| Literature DB >> 33960630 |
Agata Plesnar-Bielak1, Aleksandra Łukasiewicz2,3.
Abstract
Sexual conflict has extremely important consequences for various evolutionary processes including its effect on local adaptation and extinction probability during environmental change. The awareness that the intensity and dynamics of sexual conflict is highly dependent on the ecological setting of a population has grown in recent years, but much work is yet to be done. Here, we review progress in our understanding of the ecology of sexual conflict and how the environmental sensitivity of such conflict feeds back into population adaptivity and demography, which, in turn, determine a population's chances of surviving a sudden environmental change. We link two possible forms of sexual conflict - intralocus and interlocus sexual conflict - in an environmental context and identify major gaps in our knowledge. These include sexual conflict responses to fluctuating and oscillating environmental changes and its influence on the interplay between interlocus and intralocus sexual conflict, among others. We also highlight the need to move our investigations into more natural settings and to investigate sexual conflict dynamics in wild populations.Entities:
Keywords: adaptation; environmental change; female resistance; gender load; male harm; sex-specific selection; sexual antagonism; sexual conflict; sexual selection; stress
Mesh:
Year: 2021 PMID: 33960630 PMCID: PMC8518779 DOI: 10.1111/brv.12728
Source DB: PubMed Journal: Biol Rev Camb Philos Soc ISSN: 0006-3231
Glossary of the most important terminology
| Term | Definition |
|---|---|
| Sexual conflict | Conflict resulting from differential evolutionary interests and strategies of the sexes |
| Intralocus sexual conflict (IASC) | Sexual conflict in which selection on a shared allelic trait acts in opposite directions in males and females, displacing one or both sexes from their evolutionary optima |
| Interlocus sexual conflict (IESC) | Sexual conflict that arises from a sex‐specific difference in optimal outcome of a male–female interaction, so that a trait for which male and female evolutionary optima differ depends on different loci, coding for traits manipulating outcomes of reproductive interactions |
| Intersexual genetic correlation for fitness (rMF) | Commonly used measure of intralocus sexual conflict intensity; the ratio of the additive genetic covariance for fitness between the sexes to the geometric mean of male and female additive genetic variance for fitness |
| Gender load | Reduction of the mean fitness of a population caused by sexual conflict |
| Sexually antagonistic coevolution (SAC) | An evolutionary process where traits under IESC change over time counteracting changes in traits in the opposite sex to maximize reproductive success |
| Harm | Reduction in fitness resulting from adaptations in the other sex to manipulate a trait under IESC that increase their reproductive success |
| Resistance | The ability to counter adaptations in the other sex to manipulate a trait under IESC |
| Tragedy of the commons | A term originating from economics describing a situation where individuals acting in their self‐interest overexploit resources available in the system and lead to resource depletion. In a sexual conflict context, tragedy of the commons is used to illustrate that male adaptations that increase their fitness can result in a reduction in population fitness and viability |
Fig 1Schematic representation of the ways environmental factors can modify intralocus sexual conflict (IASC) intensity.

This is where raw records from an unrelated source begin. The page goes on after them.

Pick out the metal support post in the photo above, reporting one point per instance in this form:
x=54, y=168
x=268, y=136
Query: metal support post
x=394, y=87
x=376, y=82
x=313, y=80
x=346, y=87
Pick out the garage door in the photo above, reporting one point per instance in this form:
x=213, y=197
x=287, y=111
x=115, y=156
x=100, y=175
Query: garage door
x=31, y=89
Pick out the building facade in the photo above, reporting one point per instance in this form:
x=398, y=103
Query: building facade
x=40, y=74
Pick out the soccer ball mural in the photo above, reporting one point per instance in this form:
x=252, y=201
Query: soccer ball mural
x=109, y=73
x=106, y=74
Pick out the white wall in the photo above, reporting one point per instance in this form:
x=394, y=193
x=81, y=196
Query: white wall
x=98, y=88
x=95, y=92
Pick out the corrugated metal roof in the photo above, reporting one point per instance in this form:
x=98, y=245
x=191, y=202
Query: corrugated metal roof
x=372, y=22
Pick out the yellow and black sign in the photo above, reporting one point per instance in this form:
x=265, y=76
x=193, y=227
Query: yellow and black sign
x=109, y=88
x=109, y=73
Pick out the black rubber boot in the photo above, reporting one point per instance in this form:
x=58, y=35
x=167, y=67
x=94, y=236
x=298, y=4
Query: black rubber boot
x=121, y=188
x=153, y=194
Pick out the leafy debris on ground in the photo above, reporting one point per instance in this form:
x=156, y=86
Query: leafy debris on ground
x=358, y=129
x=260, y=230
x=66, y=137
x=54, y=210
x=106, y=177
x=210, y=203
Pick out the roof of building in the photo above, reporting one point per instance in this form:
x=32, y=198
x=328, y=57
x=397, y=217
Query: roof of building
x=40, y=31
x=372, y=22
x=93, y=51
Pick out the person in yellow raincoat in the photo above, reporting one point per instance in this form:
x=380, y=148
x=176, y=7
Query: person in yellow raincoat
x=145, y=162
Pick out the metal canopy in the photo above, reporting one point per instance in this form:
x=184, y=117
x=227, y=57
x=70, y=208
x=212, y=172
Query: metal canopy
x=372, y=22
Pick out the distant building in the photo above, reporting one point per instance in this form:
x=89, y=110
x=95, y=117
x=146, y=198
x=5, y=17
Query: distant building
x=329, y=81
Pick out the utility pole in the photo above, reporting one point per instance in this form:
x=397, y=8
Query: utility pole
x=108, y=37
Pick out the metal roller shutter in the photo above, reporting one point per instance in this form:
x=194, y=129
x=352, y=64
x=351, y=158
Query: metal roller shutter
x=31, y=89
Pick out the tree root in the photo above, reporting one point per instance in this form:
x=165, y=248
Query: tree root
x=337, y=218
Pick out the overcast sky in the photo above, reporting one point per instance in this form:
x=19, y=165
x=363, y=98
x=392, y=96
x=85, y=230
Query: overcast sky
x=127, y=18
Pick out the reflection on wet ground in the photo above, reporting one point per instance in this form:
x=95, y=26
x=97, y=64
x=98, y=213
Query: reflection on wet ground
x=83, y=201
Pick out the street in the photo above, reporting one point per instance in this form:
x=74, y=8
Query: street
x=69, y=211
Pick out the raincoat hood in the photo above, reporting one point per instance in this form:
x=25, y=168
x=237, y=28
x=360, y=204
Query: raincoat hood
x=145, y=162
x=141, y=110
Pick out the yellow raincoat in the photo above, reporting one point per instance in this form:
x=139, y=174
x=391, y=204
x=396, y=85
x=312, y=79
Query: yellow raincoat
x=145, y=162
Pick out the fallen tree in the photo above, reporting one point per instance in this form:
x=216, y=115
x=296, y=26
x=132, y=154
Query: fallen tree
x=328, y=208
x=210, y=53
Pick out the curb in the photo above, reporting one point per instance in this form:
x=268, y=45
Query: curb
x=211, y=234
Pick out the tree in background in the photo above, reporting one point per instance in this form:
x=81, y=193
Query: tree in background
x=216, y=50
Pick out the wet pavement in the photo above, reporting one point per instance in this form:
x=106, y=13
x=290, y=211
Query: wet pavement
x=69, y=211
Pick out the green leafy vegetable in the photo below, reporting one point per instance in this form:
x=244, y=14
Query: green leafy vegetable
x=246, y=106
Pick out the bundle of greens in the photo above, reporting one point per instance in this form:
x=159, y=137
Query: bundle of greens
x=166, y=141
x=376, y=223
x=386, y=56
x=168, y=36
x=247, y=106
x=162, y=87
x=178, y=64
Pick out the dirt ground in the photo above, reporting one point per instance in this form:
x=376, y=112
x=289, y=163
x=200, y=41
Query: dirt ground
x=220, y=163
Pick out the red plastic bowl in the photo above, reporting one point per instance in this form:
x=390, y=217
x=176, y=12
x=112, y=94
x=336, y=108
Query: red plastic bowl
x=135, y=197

Fig 2Schematic representation of the distribution of a possible shared trait and its optimum in the sexes in ancestral (upper panel) and novel (lower panel) environments.
Fig 3Schematic representation of how an environmental variable can modify interlocus sexual conflict (IESC) either directly (A) or indirectly through modifying condition (B), by affecting optimal value of the trait under conflict (dotted arrows) and/or cost to benefit ratio of resistance/persistence traits (solid arrows).